1. I got an email today about a post I wrote on Monday. I talked about making calendars. I gave a sample calendar page to play with. I asked for feedback.
Even as I was writing that post, I thought, “I’m assuming a lot of knowledge.”
And my friend wrote and said, “How do I do that?” What is second nature to me isn’t to him (and to 90% of you). In my rush to write a post, I didn’t think about actually helping people do what I was talking about.
2. I got another email today from another friend. He was asking a question in reply to an email I sent him.
As I looked at my original email, I thought, “This is the worst looking, most confusing email ever!” It led with an incredibly ambiguous question. It was followed with typos beyond belief.
Don’t believe me?
Was I offering a personal interview with Tim Keller? (No.) What was I asking, really?
In my rush to get out the email, I didn’t think about what a really busy person would need to know.
3. Nancy and I were talking about seminars and training sessions yesterday. She said, “do we ever change what we are doing because of them?” I think about all the seminars, all the traning, all the books, all the classes that I have taken, read, written or taught. And I’m not sure how to answer her question. Most of the time, we don’t change what we are doing because there isn’t any followup or follow through or accountability or encouragement. We don’t change because it’s too hard to work on the implementation and it is easier to take another seminar.

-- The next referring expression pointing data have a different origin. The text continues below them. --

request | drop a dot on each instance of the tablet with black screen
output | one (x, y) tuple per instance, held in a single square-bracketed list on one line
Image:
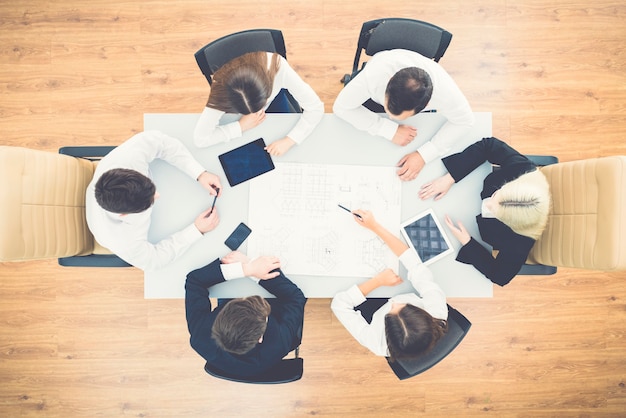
[(424, 234), (246, 162)]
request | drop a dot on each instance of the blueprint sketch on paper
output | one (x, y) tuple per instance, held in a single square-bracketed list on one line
[(294, 215)]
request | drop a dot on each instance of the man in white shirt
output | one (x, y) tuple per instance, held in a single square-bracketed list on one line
[(405, 83), (120, 199)]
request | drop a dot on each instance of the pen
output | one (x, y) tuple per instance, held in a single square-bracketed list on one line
[(217, 191), (348, 210)]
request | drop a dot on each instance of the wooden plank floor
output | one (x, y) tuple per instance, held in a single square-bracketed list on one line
[(77, 342)]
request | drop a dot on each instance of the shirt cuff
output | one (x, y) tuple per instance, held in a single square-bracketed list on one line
[(232, 271), (387, 129), (429, 152), (355, 295), (410, 259)]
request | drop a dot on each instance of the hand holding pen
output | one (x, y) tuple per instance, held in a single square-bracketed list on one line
[(365, 218), (348, 210)]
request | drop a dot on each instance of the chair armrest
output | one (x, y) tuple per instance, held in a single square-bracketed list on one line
[(543, 160), (537, 270), (87, 152)]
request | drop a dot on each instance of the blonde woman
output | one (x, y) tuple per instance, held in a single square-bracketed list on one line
[(247, 85), (514, 213)]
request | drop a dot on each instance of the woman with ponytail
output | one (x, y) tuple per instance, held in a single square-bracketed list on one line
[(402, 327)]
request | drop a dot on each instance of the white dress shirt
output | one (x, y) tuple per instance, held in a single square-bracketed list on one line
[(209, 132), (447, 99), (127, 235), (431, 299)]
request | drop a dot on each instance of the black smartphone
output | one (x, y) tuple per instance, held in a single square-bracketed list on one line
[(238, 236)]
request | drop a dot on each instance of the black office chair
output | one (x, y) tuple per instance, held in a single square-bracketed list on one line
[(288, 370), (214, 55), (458, 326), (398, 33)]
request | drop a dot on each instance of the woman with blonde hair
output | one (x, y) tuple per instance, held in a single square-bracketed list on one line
[(514, 212), (247, 85)]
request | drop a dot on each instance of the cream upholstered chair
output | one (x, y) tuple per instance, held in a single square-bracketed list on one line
[(587, 223), (42, 206)]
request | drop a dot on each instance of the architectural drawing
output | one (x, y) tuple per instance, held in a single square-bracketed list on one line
[(294, 215)]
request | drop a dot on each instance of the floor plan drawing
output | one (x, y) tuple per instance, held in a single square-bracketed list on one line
[(294, 214)]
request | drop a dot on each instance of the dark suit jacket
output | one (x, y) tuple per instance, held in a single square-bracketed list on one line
[(284, 324), (513, 248)]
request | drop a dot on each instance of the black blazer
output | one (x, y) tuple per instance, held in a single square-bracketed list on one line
[(284, 324), (513, 248)]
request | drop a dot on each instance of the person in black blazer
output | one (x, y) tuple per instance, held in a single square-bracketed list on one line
[(516, 202), (244, 336)]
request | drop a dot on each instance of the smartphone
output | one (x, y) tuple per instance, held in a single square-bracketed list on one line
[(238, 236)]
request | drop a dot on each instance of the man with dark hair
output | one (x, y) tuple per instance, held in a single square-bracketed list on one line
[(121, 195), (244, 336), (405, 83)]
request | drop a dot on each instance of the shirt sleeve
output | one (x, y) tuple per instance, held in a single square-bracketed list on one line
[(422, 280), (313, 108), (452, 104), (209, 132), (368, 335), (349, 106), (174, 152), (139, 252)]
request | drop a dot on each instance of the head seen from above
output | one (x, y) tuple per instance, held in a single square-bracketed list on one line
[(124, 191), (411, 332), (244, 84), (408, 92), (240, 325), (523, 204)]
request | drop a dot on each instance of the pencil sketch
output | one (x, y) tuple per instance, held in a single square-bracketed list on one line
[(294, 214)]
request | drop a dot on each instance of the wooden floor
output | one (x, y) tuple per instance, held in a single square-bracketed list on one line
[(77, 342)]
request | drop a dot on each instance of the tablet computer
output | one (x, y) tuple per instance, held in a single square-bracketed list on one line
[(246, 162), (425, 235)]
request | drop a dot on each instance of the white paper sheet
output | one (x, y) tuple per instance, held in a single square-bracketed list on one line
[(294, 214)]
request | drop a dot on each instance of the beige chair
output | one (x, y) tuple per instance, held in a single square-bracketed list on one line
[(42, 206), (587, 224)]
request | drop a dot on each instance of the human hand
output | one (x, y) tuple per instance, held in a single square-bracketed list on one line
[(251, 120), (404, 135), (365, 218), (211, 182), (458, 231), (235, 257), (207, 220), (281, 146), (409, 166), (436, 188), (387, 277), (262, 267)]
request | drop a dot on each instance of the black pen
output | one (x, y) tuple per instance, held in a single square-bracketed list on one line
[(348, 210), (217, 191)]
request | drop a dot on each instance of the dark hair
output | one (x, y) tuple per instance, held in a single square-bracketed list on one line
[(412, 332), (408, 89), (240, 324), (121, 190), (243, 84)]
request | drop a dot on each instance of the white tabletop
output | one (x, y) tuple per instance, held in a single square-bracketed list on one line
[(333, 142)]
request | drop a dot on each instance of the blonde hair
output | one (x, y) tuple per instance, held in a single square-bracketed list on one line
[(523, 204), (244, 84)]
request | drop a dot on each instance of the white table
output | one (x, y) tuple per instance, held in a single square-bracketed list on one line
[(333, 142)]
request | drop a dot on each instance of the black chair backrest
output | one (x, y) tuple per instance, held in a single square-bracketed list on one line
[(398, 33), (288, 370), (458, 326), (217, 53)]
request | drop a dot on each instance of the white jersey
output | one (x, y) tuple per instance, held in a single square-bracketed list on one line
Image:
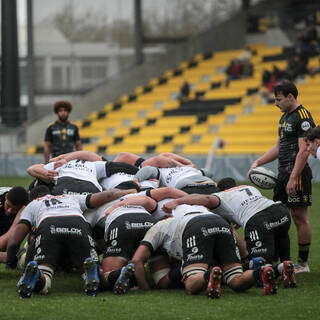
[(54, 206), (111, 182), (240, 203), (170, 177), (96, 217), (167, 234), (3, 190), (90, 171), (117, 212)]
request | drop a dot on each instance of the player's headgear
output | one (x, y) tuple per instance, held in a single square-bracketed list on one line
[(62, 104)]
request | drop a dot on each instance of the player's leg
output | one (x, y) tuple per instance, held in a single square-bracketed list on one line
[(301, 221)]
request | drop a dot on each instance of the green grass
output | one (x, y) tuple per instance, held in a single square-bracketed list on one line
[(68, 301)]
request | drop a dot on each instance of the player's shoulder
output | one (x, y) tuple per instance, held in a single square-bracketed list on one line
[(303, 114), (51, 124), (72, 125)]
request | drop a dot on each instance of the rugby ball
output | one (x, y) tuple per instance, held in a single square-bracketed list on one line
[(262, 177)]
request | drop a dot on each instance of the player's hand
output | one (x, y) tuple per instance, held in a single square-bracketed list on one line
[(57, 158), (169, 206), (116, 205), (50, 174), (253, 166), (59, 163), (291, 187)]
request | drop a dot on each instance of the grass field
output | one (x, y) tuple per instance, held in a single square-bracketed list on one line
[(68, 300)]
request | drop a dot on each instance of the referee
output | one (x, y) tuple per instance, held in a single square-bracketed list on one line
[(294, 174), (61, 136)]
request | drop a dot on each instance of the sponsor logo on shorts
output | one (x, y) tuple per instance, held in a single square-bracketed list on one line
[(39, 256), (38, 239), (215, 230), (65, 230), (305, 125), (113, 250), (138, 225), (94, 255), (294, 199), (276, 224), (258, 249)]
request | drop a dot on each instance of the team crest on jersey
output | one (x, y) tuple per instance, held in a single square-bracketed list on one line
[(305, 125)]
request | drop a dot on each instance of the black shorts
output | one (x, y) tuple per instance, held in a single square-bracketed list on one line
[(266, 233), (303, 189), (208, 239), (67, 185), (125, 233), (207, 188), (64, 237)]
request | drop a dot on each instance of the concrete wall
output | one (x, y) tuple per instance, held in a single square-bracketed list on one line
[(228, 35)]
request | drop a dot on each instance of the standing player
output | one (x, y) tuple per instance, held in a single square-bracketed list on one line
[(294, 174), (12, 200), (60, 229), (61, 136), (312, 139)]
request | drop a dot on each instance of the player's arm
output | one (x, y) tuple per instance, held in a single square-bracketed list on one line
[(161, 162), (127, 157), (143, 201), (46, 151), (100, 198), (165, 193), (78, 145), (267, 157), (4, 238), (183, 161), (300, 162), (20, 232), (208, 201), (141, 256), (78, 155), (146, 173), (38, 171)]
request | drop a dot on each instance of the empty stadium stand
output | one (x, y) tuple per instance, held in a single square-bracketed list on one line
[(152, 119)]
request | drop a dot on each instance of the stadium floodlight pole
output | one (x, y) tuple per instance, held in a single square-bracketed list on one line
[(30, 59), (10, 91), (138, 32)]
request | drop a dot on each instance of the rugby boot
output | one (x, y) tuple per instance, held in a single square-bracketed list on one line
[(301, 267), (214, 284), (91, 281), (122, 285), (269, 281), (28, 280), (289, 280)]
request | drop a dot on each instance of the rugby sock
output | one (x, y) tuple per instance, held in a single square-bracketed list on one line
[(303, 252), (175, 278), (245, 263), (206, 275), (113, 276)]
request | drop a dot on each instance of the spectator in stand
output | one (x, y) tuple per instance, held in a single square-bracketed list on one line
[(61, 136), (296, 68), (234, 70)]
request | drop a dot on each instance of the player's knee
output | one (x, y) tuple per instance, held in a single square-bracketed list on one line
[(234, 279), (161, 278), (193, 279), (47, 273)]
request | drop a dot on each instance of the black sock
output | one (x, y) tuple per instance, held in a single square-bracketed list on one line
[(303, 252), (257, 275), (175, 278), (113, 276), (206, 275)]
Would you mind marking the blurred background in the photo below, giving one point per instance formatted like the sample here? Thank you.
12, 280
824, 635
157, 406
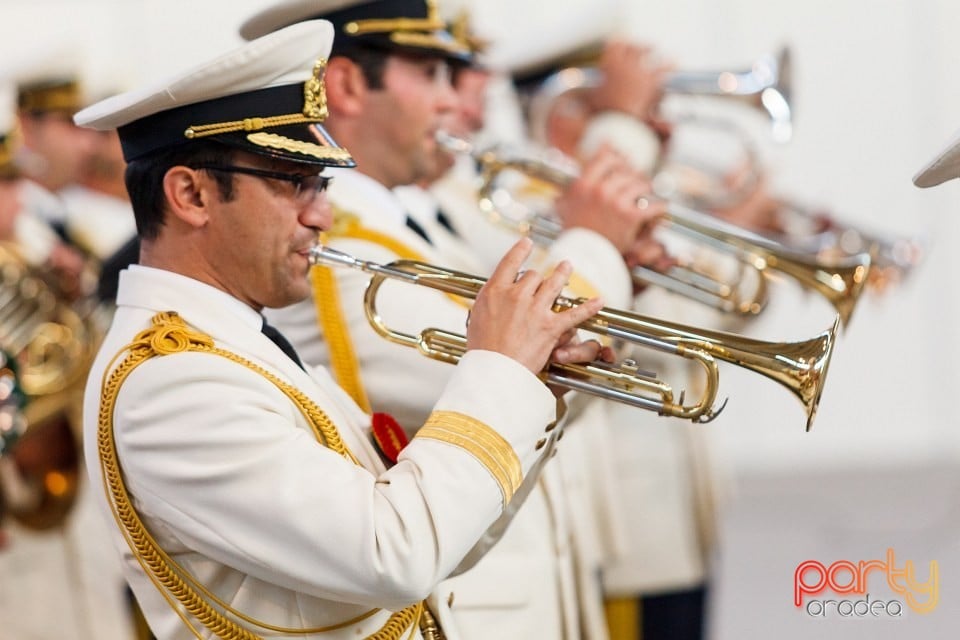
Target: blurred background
876, 94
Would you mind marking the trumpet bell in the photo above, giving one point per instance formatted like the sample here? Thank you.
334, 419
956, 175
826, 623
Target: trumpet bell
801, 367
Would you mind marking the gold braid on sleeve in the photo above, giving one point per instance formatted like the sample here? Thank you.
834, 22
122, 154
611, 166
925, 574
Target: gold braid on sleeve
185, 595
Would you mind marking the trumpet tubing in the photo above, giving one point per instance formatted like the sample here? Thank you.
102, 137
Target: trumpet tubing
47, 346
801, 367
839, 281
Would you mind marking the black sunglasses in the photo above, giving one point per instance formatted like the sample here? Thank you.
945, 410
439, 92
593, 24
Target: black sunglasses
305, 184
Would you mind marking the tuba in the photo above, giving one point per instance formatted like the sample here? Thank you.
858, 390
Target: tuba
47, 346
801, 367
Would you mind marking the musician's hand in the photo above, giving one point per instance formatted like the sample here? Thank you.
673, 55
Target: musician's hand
513, 313
632, 80
605, 199
759, 211
575, 351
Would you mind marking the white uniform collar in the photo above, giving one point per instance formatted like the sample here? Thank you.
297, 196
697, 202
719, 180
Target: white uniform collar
201, 305
360, 194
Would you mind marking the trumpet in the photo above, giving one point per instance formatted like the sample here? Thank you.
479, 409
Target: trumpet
801, 367
47, 347
839, 280
818, 233
765, 86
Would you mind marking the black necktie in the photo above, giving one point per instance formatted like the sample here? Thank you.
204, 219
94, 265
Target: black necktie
415, 226
277, 338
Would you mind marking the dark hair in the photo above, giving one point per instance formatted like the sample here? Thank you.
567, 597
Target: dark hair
371, 60
144, 180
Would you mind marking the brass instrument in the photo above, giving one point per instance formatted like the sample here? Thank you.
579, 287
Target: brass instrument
819, 233
51, 345
801, 367
765, 85
839, 280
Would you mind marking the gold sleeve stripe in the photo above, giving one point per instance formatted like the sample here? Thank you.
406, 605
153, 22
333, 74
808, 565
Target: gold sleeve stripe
480, 441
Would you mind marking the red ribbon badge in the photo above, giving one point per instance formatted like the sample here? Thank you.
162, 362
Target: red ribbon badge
388, 436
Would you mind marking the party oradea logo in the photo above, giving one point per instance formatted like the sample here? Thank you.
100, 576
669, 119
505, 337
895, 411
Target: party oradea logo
864, 589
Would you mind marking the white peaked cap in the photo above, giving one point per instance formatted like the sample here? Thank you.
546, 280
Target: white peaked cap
254, 97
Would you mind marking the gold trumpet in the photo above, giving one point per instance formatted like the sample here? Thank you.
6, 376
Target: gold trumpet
839, 280
801, 367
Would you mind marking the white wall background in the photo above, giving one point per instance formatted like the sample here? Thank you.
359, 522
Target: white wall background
877, 92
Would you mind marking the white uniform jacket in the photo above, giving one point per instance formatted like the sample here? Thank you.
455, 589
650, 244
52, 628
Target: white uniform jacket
522, 588
228, 477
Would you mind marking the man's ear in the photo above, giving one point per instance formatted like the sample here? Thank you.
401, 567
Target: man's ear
346, 87
188, 193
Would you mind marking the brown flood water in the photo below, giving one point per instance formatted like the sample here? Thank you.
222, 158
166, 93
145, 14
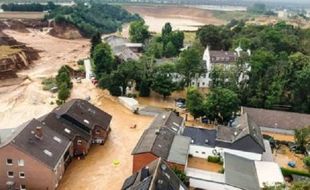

As I look at these three conversations, I realize again that it is not enough, as I have said before, to take the approach: when I have finished speaking I will have spoken (when I have finished asking I will have asked. When I have finished a post I will have posted.) That is a performance approach to communication rather than a helping people learn approach.
If it matters that you can make a calendar or listen to Tim Keller or have the tools to change how you think, then it matters that I do everything I can to help. And there is way more that I can do.
Even if it is as simple as proofreading my emails.